Trickle down recession
The
landlord wants rent, the banker wants interest and the entrepreneur
wants profit. These are the tributes paid to property, to those who
possess and control the Earth’s surface, the means of payment and
the means of production. Profit is the unpaid value added by labour,
and some of it goes to rent and interest, but a part of the added
value that labour does get paid for also goes to rent and interest.
This means that the tribute to rent and interest contains paid and
unpaid value, whereas the tribute to profit is all unpaid value.
Unpaid added value is monetised by debt, so that when the rate of
borrowing slows down or regresses it has a direct effect on profit
and a lesser one on rent and interest. However, the production of
goods and services through the adding of value by labour is the
source of wealth, while bankers and landlords are just profiteers and
rentiers. But then bankers control borrowing and the supply of money,
which gives them a strong hand and puts the burden of recession on
landlords.
Real
estate is the first to suffer the effects of a reduction in the rate
of borrowing. Production is next, and profits drop as competitors cut
prices to keep their share of a shrinking market. Finally, when
borrowing decreases significantly, banks are in trouble with debt
defaults piling up steadily and margins falling. “Keynesian”

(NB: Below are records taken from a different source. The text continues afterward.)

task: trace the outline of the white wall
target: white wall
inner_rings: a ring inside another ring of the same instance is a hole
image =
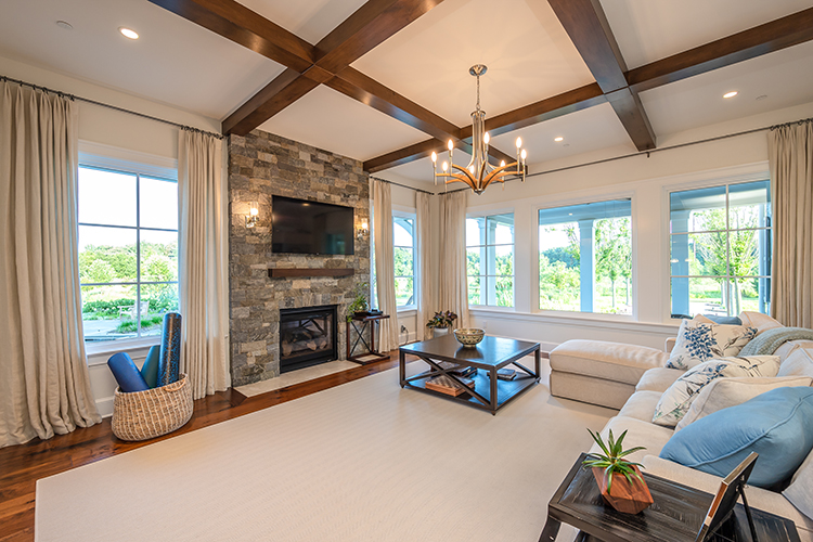
[[[220,121],[214,118],[126,94],[2,56],[0,56],[0,75],[192,126],[202,130],[220,132]],[[79,139],[81,142],[96,143],[136,153],[156,164],[178,158],[179,129],[177,127],[99,105],[85,102],[78,103]],[[154,343],[158,340],[159,338],[156,338]],[[96,353],[91,353],[94,348],[96,349]],[[98,348],[98,346],[93,346],[89,350],[90,382],[100,413],[103,416],[108,416],[113,413],[113,392],[116,389],[116,380],[105,362],[109,356],[118,351],[118,347],[109,345],[106,351],[99,351]],[[111,350],[111,348],[115,349]],[[149,346],[138,348],[128,347],[126,351],[136,361],[136,364],[140,366],[144,362],[147,349]]]
[[[659,147],[761,128],[813,116],[813,103],[662,137]],[[530,166],[531,172],[551,171],[589,163],[629,150],[609,149],[562,160]],[[594,338],[662,348],[678,331],[670,318],[668,193],[671,190],[711,185],[731,180],[767,178],[767,136],[756,132],[675,150],[512,181],[505,190],[469,194],[473,214],[515,214],[515,308],[473,308],[473,325],[490,334],[559,344],[572,338]],[[632,317],[546,311],[537,307],[539,208],[632,197],[633,293]]]

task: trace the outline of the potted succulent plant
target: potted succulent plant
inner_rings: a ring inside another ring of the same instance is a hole
[[[644,477],[641,476],[638,467],[642,465],[624,460],[629,454],[645,448],[623,450],[621,444],[627,431],[616,440],[610,430],[606,443],[598,433],[590,429],[588,431],[604,453],[589,453],[582,463],[593,469],[593,476],[604,500],[618,512],[627,514],[637,514],[648,507],[653,503],[653,495]]]
[[[457,320],[457,314],[450,310],[436,312],[426,323],[426,327],[433,331],[434,336],[439,337],[449,333],[449,328],[454,325],[455,320]]]

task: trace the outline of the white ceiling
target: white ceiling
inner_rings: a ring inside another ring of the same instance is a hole
[[[365,0],[240,0],[317,43]],[[223,119],[283,67],[146,0],[0,0],[0,56]],[[602,0],[630,68],[813,7],[813,0]],[[56,21],[69,22],[64,30]],[[130,41],[119,26],[141,35]],[[475,106],[473,64],[488,65],[489,117],[593,82],[546,0],[446,0],[353,67],[457,125]],[[1,74],[0,74],[1,75]],[[37,82],[37,81],[33,81]],[[721,94],[738,90],[733,100]],[[759,95],[766,95],[756,100]],[[658,136],[813,102],[813,43],[643,92]],[[326,87],[261,126],[365,160],[428,136]],[[529,162],[628,145],[601,105],[493,139]],[[563,136],[562,143],[553,138]],[[457,160],[455,160],[457,162]],[[391,170],[431,182],[428,159]]]

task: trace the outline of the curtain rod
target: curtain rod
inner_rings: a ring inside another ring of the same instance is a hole
[[[224,138],[224,136],[221,134],[221,133],[214,133],[214,132],[209,132],[209,131],[206,131],[206,130],[201,130],[199,128],[194,128],[194,127],[191,127],[191,126],[181,125],[179,122],[173,122],[173,121],[167,120],[165,118],[153,117],[152,115],[145,115],[144,113],[139,113],[139,112],[131,111],[131,109],[125,109],[124,107],[118,107],[117,105],[111,105],[111,104],[107,104],[107,103],[104,103],[104,102],[96,102],[95,100],[90,100],[89,98],[77,96],[75,94],[69,94],[67,92],[62,92],[60,90],[49,89],[48,87],[42,87],[40,85],[34,85],[33,82],[21,81],[20,79],[12,79],[11,77],[4,76],[4,75],[0,75],[0,81],[13,82],[13,83],[20,85],[21,87],[29,87],[29,88],[31,88],[34,90],[41,90],[44,93],[49,93],[50,92],[50,93],[56,94],[56,95],[59,95],[61,98],[67,98],[69,100],[78,100],[79,102],[86,102],[86,103],[89,103],[89,104],[99,105],[101,107],[107,107],[108,109],[115,109],[115,111],[118,111],[118,112],[121,112],[121,113],[129,113],[130,115],[136,115],[137,117],[149,118],[150,120],[155,120],[157,122],[164,122],[165,125],[177,126],[178,128],[180,128],[182,130],[186,130],[186,131],[191,131],[191,132],[205,133],[207,136],[212,136],[212,137],[215,137],[217,139],[223,139]]]

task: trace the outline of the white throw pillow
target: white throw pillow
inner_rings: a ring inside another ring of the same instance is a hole
[[[776,376],[778,356],[721,358],[706,361],[686,371],[660,396],[653,423],[674,427],[686,415],[698,393],[715,378],[724,376]]]
[[[681,418],[674,430],[679,431],[692,422],[696,422],[719,410],[743,404],[757,396],[761,396],[765,391],[786,386],[810,386],[811,384],[813,384],[813,378],[809,376],[790,376],[787,378],[715,378],[697,393],[697,398],[692,401],[688,412]]]
[[[757,336],[753,327],[715,324],[706,320],[681,322],[678,343],[667,361],[669,369],[686,370],[714,358],[731,358]]]

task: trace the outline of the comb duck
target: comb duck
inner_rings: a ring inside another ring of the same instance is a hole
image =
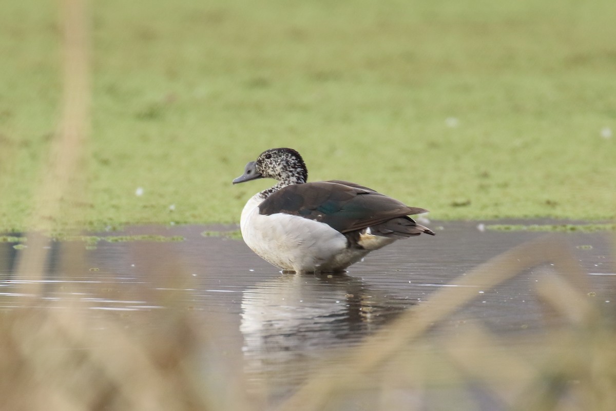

economists claim that cyclical drops in household borrowing can be
compensated by Treasury borrowing, that public investments and tax
cuts can reverse a slowdown in private investments. Such alternate
borrowing sprees might work in an ideal system of controls, but in
today’s reality of colossal debts accumulated by all actors –
even corporations have got in deep to buy back their shares – the
capacity to kick-start a growth cycle does not exist. And, though
they may impose themselves in the not so distant future, monetary,
wage and price inflation are out of the question. So austerity
measures and hopeless attempts at debt reduction are the only
alternatives on offer. Unfortunately, the examples of Argentina,
Greece, Spain, etc. show that the treatment brings a lot of pain and
no salvation, hardly a cheerful perspective for the years to come.